Philibert Antoine Doret et Élise Marie Profit en région parisienne

Philibert et Élise naquirent à des centaines de kilomètres l’un de l’autre: lui en Saône-et-Loire et elle en Seine-et-Marne. Mais la vie les fit se rencontrer, le temps d’un mariage un peu trop court. Voici leur histoire.

Philibert et Élise naquirent à des centaines de kilomètres l’un de l’autre: lui en Saône-et-Loire et elle en Seine-et-Marne. Mais la vie les fit se rencontrer, le temps d’un mariage un peu trop court. Voici leur histoire.

Philibert Antoine Doret

Philibert voit le jour dans la citée ouvrière du Creusot, en Saône-et-Loire, le 19 avril 1861. Il passe les premières années de sa vie dans cette commune connue pour abriter les usines Schneider qui emploient de nombreux habitants de la commune, comme le père de notre Philibert. Mais la qualité de vie n’est probablement pas au rendez-vous, l’air étant chargé d’épaisses fumées provenant des usines. Peut-être est-ce d’ailleurs cette pollution atmosphérique qui entrainera la mort des frères et soeurs de Philibert. Il sera en effet le seul des six enfants de la fratrie à atteindre l’âge adultes, les autres étant tous décédés en bas-âge.

À la fin des années 1860, la famille Doret quitte alors Le Creusot pour tenter sa chance à Paris où François, le père de famille, deviendra doreur sur métaux. À leur arrivée, la famille s’installe 41 rue Beaubourg, dans le troisième arrondissement de la capitale. Mais la vie n’est pas plus joyeuse à la capitale à cette période. La ville est en effet marquée par l’occupation allemande pendant la guerre de 1870, puis arrive l’épisode de la Commune de Paris l’année suivante. Heureusement, la paix reviendra sur la ville. François, Françoise et leur fils unique Philibert auront survécu à cette période de troubles et reprendront peu à peu une vie normale dans la capitale. Ils resteront vivre dans le troisième arrondissement de Paris, quittant leur appartement au 41 rue Beaubourg pour un autre à quelques dizaines de mètres seulement, au 17 rue du Grenier Saint-Lazare.
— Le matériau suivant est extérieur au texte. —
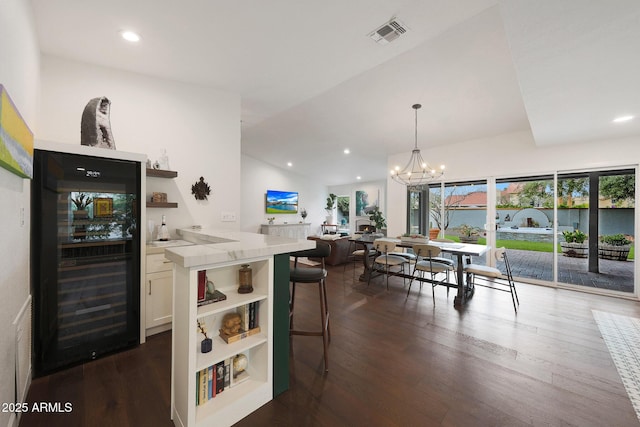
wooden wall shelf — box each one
[147,168,178,178]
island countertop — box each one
[165,228,315,267]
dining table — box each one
[352,234,491,307]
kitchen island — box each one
[165,229,315,426]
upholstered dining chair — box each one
[407,243,455,303]
[367,239,408,290]
[342,240,376,281]
[464,247,520,312]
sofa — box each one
[307,234,352,265]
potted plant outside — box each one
[598,234,631,261]
[71,193,93,240]
[325,193,338,225]
[369,206,387,233]
[560,230,589,258]
[458,224,480,243]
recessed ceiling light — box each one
[120,31,140,43]
[613,116,634,123]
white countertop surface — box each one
[147,240,193,255]
[165,228,316,267]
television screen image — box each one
[267,190,298,213]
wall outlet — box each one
[221,212,236,222]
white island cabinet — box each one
[165,229,315,426]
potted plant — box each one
[198,320,213,353]
[598,234,631,261]
[71,193,93,239]
[458,224,480,243]
[560,230,589,258]
[369,206,387,232]
[325,193,338,225]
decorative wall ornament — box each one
[191,177,211,200]
[0,84,33,178]
[80,96,116,150]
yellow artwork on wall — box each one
[0,85,33,178]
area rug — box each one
[591,310,640,420]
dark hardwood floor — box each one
[20,266,640,427]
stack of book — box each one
[196,358,232,405]
[196,357,249,406]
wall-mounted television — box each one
[267,190,298,213]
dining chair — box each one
[407,243,457,303]
[342,240,376,282]
[289,240,331,372]
[367,239,408,290]
[464,247,520,312]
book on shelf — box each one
[236,304,251,331]
[198,270,207,302]
[224,357,231,388]
[207,366,217,399]
[196,368,210,405]
[248,301,258,329]
[198,289,227,307]
[213,360,224,394]
[220,326,260,344]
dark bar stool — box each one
[289,240,331,372]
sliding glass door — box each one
[407,169,636,294]
[495,175,557,281]
[557,169,635,293]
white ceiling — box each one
[32,0,640,185]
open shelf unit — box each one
[147,168,178,208]
[171,256,273,426]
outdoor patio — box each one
[499,249,634,293]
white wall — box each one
[387,132,640,235]
[0,0,40,426]
[37,56,241,237]
[240,154,329,234]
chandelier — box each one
[391,104,444,187]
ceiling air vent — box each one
[369,19,409,44]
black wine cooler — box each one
[31,150,141,376]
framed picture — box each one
[93,197,113,218]
[266,190,298,214]
[0,85,33,178]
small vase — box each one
[200,338,213,353]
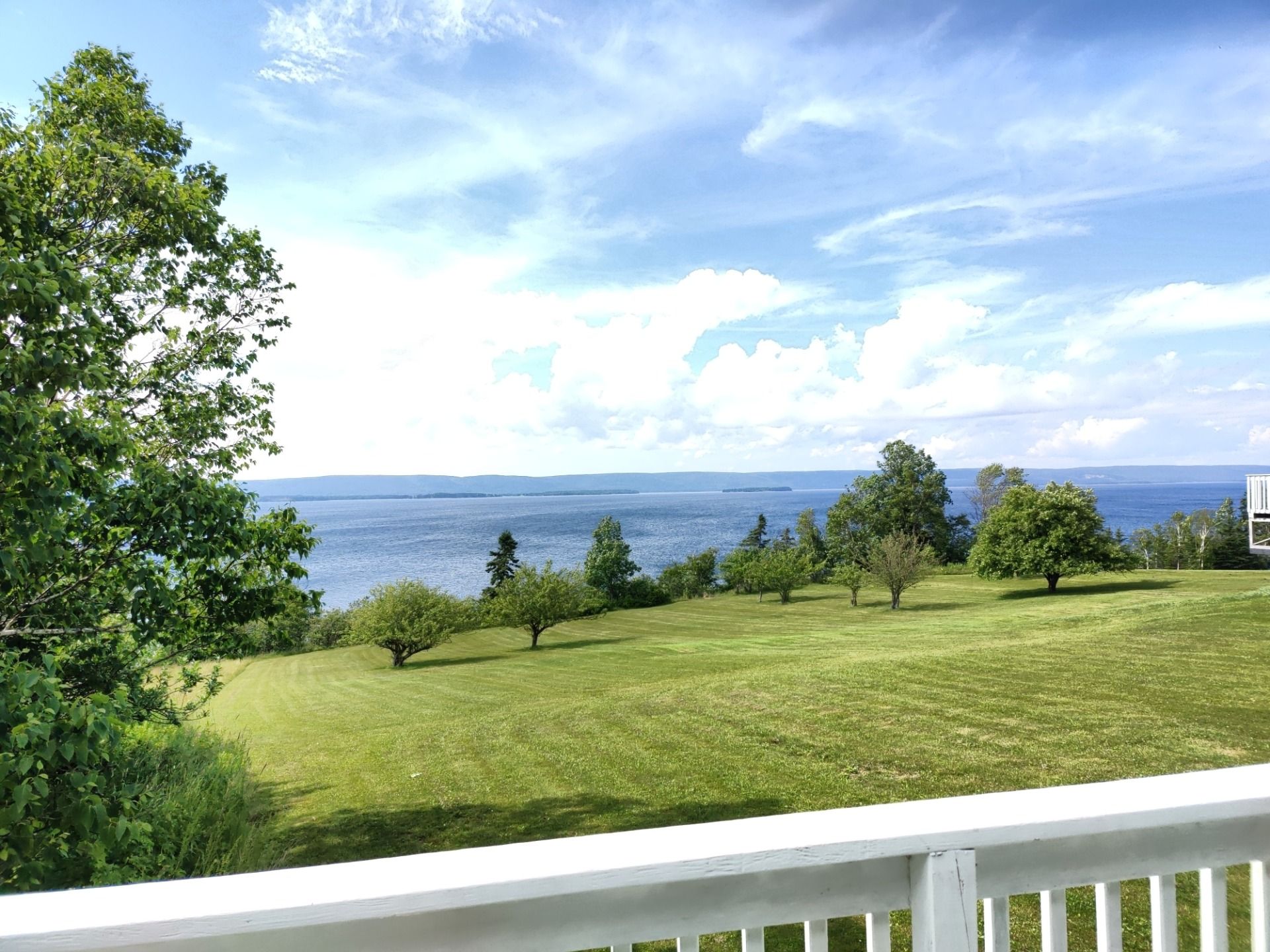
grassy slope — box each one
[214,573,1270,948]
À l’âge de vingt ans, nous retrouvons Philibert au tribunal correctionnel de la Seine. Grandir dans un climat de violence pendant la guerre Franco-Allemande puis la commune de Paris l’a t-il orienté vers la violence ? En tout cas, il s’est mis en tête de régler un problème de voisinage avec le couple Foucher, tenant une boutique. Le 15 octobre 1881 en effet, sans que l’on en sache les raisons, Philibert frappe l’époux et brise les carreaux de sa boutique. Lors du procès, son père François est également mis en cause mais aucun fait ne sera retenu contre lui. En revanche, Philibert est condamné à huit jours de prison et seize francs quatre-vingt quinze centimes d’amende. L’année suivante, durant l’été, Philibert est de nouveau convoqué au tribunal pour un procès, avec des faits un peu plus grave.  Avec un ami prénommé Jean Baptiste Degrez, âgé d’un an de plus et ouvrier emballeur, Philibert a eu un accrochage avec des agents de police: des insultes et des coups sont échangés. Lors du procès, Jean Baptiste est reconnu coupable de violences et voies de faits envers des agents de la force publique. Il est condamné à six mois de prison. Heureusement pour Philibert, seuls les faits d’outrages à agents seront retenus, il les aurait traité de lâches. Pour cela, un mois d’emprisonnement sera requis contre lui. 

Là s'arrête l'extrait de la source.